You know, one of our Champions Tour, probably our most important event of the year is the Wal-Mart First Tee Open at Pebble Beach where we're paired with a junior golfer that has gone through the program, not necessarily the best junior players in the country, but very, very good. And I think it's our most important event that we have on the Champions Tour just because it interacts the kids with business leaders, with other professional golfers that their parents might have grown up playing against or watching play, and just to see the kids interact and how they've gone through their programs to see, you know, how those kids -- what kind of people they have become, to outstanding phenomenal young adults. So I say it's by far the most important event.

Q. You said it was a little bit to your surprise that Central Florida didn't have -- it was probably a lot to your surprise. Can you really believe that Central Florida didn't have a First Tee, and why do you think that was?
CLAYTON MORRIS: You know, honestly I don't know all the reasons.

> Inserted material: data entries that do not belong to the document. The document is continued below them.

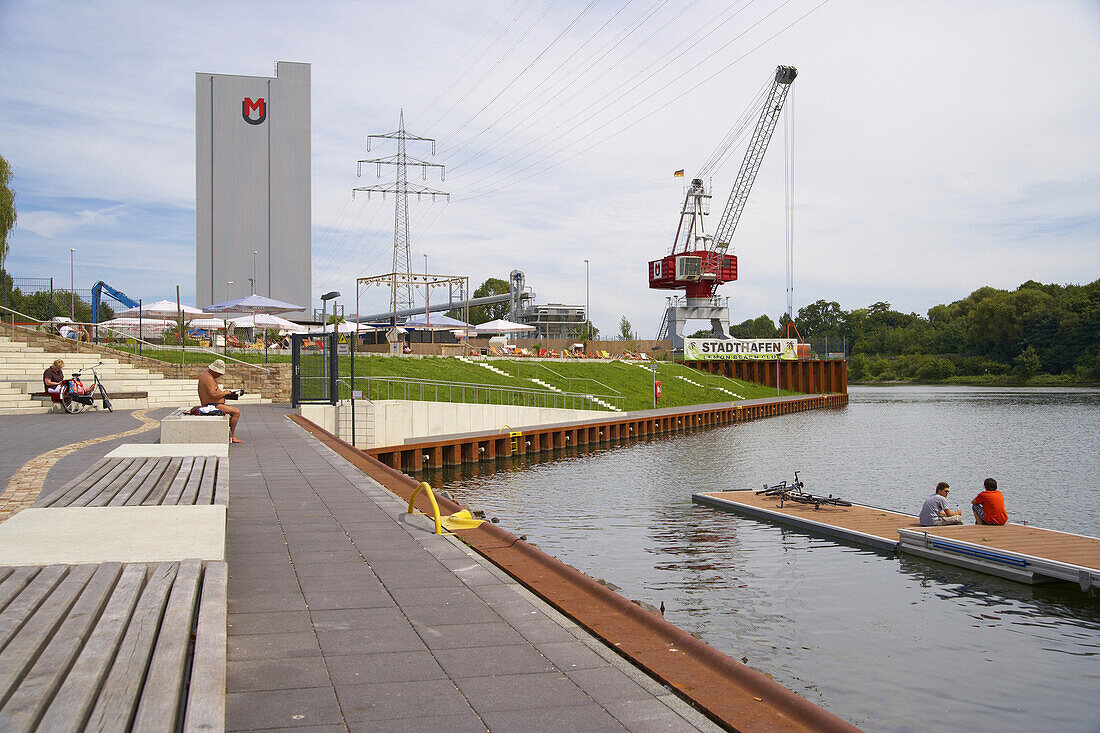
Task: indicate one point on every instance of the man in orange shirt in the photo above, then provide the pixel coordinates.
(989, 505)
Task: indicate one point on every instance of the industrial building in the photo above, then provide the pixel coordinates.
(553, 320)
(252, 163)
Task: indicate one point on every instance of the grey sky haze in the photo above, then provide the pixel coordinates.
(938, 146)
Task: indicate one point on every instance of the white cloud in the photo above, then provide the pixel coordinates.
(939, 145)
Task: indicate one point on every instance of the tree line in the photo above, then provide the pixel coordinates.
(1032, 330)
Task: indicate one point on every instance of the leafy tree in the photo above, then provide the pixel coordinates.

Obviously Orlando makes a great visiting location, the size of the community, the number of young people that are here, the golf for professional golfers, the number of events that come through here and all those things really conspire to make it a great place to have a First Tee chapter.
In many ways The First Tee got very good at laying a great foundation for communities to follow, groups to follow that want to develop a chapter. And so they have some rules that you have to follow, which can be challenging to make sure that you do it in the right way, but if you follow that and do it the right way, you can feel confident that you're going to have a good successful chapter that can fund itself and reach lots of kids and really accomplish the mission.

Q. This is for either of you or anybody. Do you find -- does the sport of golf lend itself to this endeavor in the sense of etiquette or the fact that it's an honor system? Does this lend itself to this program better than any other sport could?
JOHN COOK: Well, I definitely think so. I think that, like I said, you don't have to become a professional golfer to get a lot of benefit out of this, as other sports as well. There's many, many entry-level kids' age groups in all the other sports, but I think golf you can play for so long. And we can all play together. You know, if you're, you know, all levels can play together and still learn.
So I think that, you know, golf is such a great platform to expose the young kids and just keep teaching. Like I said, there's a lot of things you don't learn in school, and you can learn a lot more and benefit from programs like this in the game of golf. It's just the way it's always been. It doesn't change, the values don't change in the game. You know, they're all the same.
When I grew up, my father would take me out to play with his friends on Saturday. That's what my Saturday was. I had to interact with adults when I was 14, 15 years old. Could have been doing other things on a Saturday in Southern California, but you know, but that's what we did, and that's what the game brought to me, and I learned from that.
And now, these programs here will teach those kids the same values that I was taught when I was young, and I think it's by far because of the history of golf and the etiquette of golf, that hasn't changed, and it's useful in all aspects of life.
MARK STEVENS: Any last questions? Okay. Thank you very much to all of you, and best of luck in this very important endeavor.